At the Supreme Court, the majority noted that "[t]rial counsel explained in an affidavit that he did not consider retaining any kind of expert to examine the photos of the mark on his client’s finger" [emphasis added] [para 8].
It seems difficult to reconcile the different interpretations of the affidavit by the majority of the Supreme Court and the Ontario Court of Appeal. The Ontario Court of Appeal clearly understood that trial counsel did consider, but chose not to, retain an expert. Charron J appears to have understood that trial counsel did not consider retaining an expert.
Perhaps its just semantics. Although Charron J clearly noted that trial counsel "did not consider retaining" an expert, perhaps she meant that although he was aware of the issue he chose not to pursue it by retaining an expert.
If that is the case - that trial counsel did consider but chose not to call an expert - it begs the question: was this simply not a strategic decision?
If this was a strategic decision, despite the fact that it may have changed the verdict, the caution, noted by Rothstein J in dissent, from R v PSM, 1992 CarswellOnt 803 (CA) is worth repeating:
Section 683(1)(d) of the Code recognizes that the appellate function can be expanded in exceptional cases, but it cannot be that the appellate process should be used routinely to augment the trial record.

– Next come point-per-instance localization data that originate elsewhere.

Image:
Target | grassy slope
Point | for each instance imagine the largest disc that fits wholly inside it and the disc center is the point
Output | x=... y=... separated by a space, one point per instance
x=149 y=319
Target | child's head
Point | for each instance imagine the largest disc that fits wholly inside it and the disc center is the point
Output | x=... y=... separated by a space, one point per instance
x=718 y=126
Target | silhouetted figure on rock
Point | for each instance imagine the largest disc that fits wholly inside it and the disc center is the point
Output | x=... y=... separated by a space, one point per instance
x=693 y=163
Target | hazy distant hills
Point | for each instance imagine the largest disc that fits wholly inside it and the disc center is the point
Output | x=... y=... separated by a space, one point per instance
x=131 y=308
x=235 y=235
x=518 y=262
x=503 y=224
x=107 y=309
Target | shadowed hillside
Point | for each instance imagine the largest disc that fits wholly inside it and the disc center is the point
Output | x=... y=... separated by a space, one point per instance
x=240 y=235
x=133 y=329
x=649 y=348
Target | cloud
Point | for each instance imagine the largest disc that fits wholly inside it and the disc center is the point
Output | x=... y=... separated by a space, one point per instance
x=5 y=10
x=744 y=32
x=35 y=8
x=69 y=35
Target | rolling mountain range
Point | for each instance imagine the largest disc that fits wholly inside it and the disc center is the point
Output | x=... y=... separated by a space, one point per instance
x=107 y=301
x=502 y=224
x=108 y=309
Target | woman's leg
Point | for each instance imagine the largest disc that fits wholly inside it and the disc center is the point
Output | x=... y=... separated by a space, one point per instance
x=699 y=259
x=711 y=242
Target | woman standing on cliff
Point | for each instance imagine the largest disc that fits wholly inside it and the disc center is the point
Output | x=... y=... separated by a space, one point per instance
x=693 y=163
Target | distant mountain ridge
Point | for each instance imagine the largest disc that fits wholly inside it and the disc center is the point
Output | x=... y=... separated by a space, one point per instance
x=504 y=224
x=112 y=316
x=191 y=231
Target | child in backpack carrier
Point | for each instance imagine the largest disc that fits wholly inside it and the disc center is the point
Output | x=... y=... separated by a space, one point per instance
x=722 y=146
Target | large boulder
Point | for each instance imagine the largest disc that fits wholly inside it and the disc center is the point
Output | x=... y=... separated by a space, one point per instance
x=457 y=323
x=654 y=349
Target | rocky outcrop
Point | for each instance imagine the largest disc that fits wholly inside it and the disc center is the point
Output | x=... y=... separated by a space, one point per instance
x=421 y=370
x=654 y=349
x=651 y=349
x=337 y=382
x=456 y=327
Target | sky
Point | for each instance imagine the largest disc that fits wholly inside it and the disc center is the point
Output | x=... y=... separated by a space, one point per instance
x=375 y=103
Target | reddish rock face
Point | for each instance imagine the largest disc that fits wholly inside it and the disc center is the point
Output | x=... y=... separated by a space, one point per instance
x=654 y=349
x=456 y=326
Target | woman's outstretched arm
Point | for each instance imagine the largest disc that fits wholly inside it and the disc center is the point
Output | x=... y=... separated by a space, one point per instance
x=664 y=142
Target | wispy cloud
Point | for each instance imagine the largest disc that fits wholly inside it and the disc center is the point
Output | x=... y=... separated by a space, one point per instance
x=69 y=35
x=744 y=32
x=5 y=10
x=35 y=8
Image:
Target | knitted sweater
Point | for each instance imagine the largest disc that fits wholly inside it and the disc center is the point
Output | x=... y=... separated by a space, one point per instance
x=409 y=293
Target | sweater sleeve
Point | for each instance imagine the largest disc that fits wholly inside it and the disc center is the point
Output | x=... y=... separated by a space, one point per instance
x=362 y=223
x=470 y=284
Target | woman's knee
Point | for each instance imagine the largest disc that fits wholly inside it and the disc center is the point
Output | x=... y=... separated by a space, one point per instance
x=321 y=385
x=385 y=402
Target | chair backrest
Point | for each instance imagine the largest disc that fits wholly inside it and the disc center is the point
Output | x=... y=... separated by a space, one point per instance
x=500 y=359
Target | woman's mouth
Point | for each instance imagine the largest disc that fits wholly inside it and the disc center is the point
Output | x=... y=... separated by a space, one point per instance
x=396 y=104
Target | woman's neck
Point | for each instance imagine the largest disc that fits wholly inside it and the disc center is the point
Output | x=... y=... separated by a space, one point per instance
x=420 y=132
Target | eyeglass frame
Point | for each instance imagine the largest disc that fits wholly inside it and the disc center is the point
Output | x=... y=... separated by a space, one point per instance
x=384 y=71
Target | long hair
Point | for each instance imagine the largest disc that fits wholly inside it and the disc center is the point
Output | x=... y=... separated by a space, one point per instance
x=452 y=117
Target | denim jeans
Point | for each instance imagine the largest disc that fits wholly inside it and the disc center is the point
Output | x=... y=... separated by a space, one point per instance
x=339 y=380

On the other hand, perhaps it is about due diligence. Perhaps trial counsel was not duly diligent in retaining the expert and obtaining an opinion prior to trial. Perhaps, even if it was a strategic decision, it was not a fully informed one and therefore not duly diligent.
In that case, it is worth noting that, with respect to whether this evidence would have affected the verdict, although the five member majority found it would have, four other judges (two at the Court of Appeal and two dissenting at the Supreme Court) felt differently. Those four judges felt that the fresh evidence would not have affected the verdict.
In the present case counsel was aware of the potential issue. Was of the view that the complainant - in a he said she said case - could be contradicted by expert evidence. Due diligence would have resulted in retaining an expert. Counsel was not duly diligent. The ultimate impact of that evidence is of great debate. A debate that may be settled at a new trial when counsel will undoubtedly take advantage of the opportunity to call the evidence that should have been called at the first trial.
Perhaps the outcome is the right one - after all the search for the truth is at the heart of the criminal justice system; as the famous proverb notes, "truth fears no trial". Regardless, the decision still raises some concerns: what does it mean about the interplay between due diligence and strategic decision making? what has it said about the standard for due diligence; and has this decision greased the edge of the slippery slope recognized in PSM?